Dear Editor,
John Redekop’s Sept 17 column ends with a reasonable request: ‘Please don’t put all true believers in the same category’. He makes a distinction between those true believers who are inspired to perform service to humanity, and those who are inspired to destroy innocent lives, such as terrorists. Mr Redekop provides some good examples of true believers who are not violent extremists, and these include revered figures such as Mother Teresa and Martin Luther King. He also mentions the good deeds of Sikhs serving free meals at their Gurdwara and the MCC Festival for World Relief.
However, the distinction between good and bad ‘true believers’ applies to all the major religions ‘ including Christianity and Islam. Leaders who called themselves ‘Christian’ generated the Crusades, the Inquisition, the Witch Trials, wars against other categories of Christians, the Ku Klux Klan, as well as persecutions of Jews, scientists, African slaves and Native peoples on many continents. Christians have also been warm-hearted and high-minded providers of schools and universities, hospitals and orphanages, international aid programs, just legal systems, peace initiatives, interfaith cooperation, as well as exalted forms of literature and art.
Unfortunately, Mr Redekop’s letter did not list any positive contributions of Islam or Muslims, and leaves the impression that the phrase ‘God is Great’ is to be associated only with current day atrocities.

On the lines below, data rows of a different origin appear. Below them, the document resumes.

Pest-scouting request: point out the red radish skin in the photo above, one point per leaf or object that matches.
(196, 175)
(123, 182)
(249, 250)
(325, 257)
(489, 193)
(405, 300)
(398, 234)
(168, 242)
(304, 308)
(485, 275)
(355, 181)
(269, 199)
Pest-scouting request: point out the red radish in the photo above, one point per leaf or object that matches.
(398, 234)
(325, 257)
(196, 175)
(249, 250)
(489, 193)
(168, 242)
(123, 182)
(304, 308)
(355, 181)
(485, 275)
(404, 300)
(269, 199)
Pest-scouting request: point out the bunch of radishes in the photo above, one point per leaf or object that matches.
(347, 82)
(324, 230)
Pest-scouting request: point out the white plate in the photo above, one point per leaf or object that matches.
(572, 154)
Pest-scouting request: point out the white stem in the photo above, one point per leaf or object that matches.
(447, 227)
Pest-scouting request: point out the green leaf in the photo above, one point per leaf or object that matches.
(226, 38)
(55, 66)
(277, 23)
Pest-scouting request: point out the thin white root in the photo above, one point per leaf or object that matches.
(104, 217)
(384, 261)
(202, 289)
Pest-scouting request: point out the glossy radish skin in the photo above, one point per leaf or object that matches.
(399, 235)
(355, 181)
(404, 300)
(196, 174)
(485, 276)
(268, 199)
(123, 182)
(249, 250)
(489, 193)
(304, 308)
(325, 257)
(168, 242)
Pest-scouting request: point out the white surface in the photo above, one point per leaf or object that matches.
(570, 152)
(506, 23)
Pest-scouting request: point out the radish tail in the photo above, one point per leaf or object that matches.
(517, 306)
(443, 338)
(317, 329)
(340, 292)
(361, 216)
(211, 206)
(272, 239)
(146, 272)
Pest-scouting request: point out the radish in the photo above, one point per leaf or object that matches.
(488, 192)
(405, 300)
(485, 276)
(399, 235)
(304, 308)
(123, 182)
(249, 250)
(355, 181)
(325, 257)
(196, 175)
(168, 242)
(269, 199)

Islam and Muslims are also to be associated with humanity’s leading civilization during the years 750 to 1500 of the Common Era. They generated lofty legal and social service systems, universities, refinements of Greek and Roman classics, advanced sciences and mathematics, well-developed medical and agricultural practices, civil engineering and architecture, sublime mystical and theological treatises, as well as lofty literature and art.

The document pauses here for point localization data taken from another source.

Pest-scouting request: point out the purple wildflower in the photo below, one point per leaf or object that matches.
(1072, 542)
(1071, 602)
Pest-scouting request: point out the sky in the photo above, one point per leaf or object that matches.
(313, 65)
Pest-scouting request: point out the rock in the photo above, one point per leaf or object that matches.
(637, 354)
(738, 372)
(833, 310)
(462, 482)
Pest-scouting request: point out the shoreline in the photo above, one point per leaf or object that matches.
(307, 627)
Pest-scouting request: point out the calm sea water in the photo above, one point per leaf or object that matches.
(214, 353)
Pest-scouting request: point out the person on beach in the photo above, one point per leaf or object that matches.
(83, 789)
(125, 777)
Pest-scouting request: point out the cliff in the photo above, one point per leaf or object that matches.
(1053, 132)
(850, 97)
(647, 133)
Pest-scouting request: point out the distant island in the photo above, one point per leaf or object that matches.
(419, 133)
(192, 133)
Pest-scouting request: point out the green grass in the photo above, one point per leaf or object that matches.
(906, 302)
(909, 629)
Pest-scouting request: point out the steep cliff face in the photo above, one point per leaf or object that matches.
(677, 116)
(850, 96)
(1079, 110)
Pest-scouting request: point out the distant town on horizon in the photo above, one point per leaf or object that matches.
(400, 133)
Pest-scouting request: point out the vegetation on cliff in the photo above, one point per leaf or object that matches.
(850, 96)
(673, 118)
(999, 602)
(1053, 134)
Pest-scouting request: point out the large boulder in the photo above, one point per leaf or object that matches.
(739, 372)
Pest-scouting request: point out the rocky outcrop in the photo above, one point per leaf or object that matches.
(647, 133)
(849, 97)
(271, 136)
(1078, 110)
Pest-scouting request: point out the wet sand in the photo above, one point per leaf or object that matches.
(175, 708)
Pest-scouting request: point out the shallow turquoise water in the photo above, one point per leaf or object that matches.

Please don’t put all true believers in the same category. Our Baha’i education teaches us that we must distinguish between what God has taught humanity, and how humanity has responded to that guidance. A teaching to love others can inspire acts of service and compassion in most people, but in a few it is misinterpreted and perverted to inspire acts of sexual abuse. When any religion’s teachings are hijacked to inspire acts of abuse or injustice, they do not represent the actual teachings of that faith, but the perversion of a few who claim to be its followers but are actually following their own vain imaginations.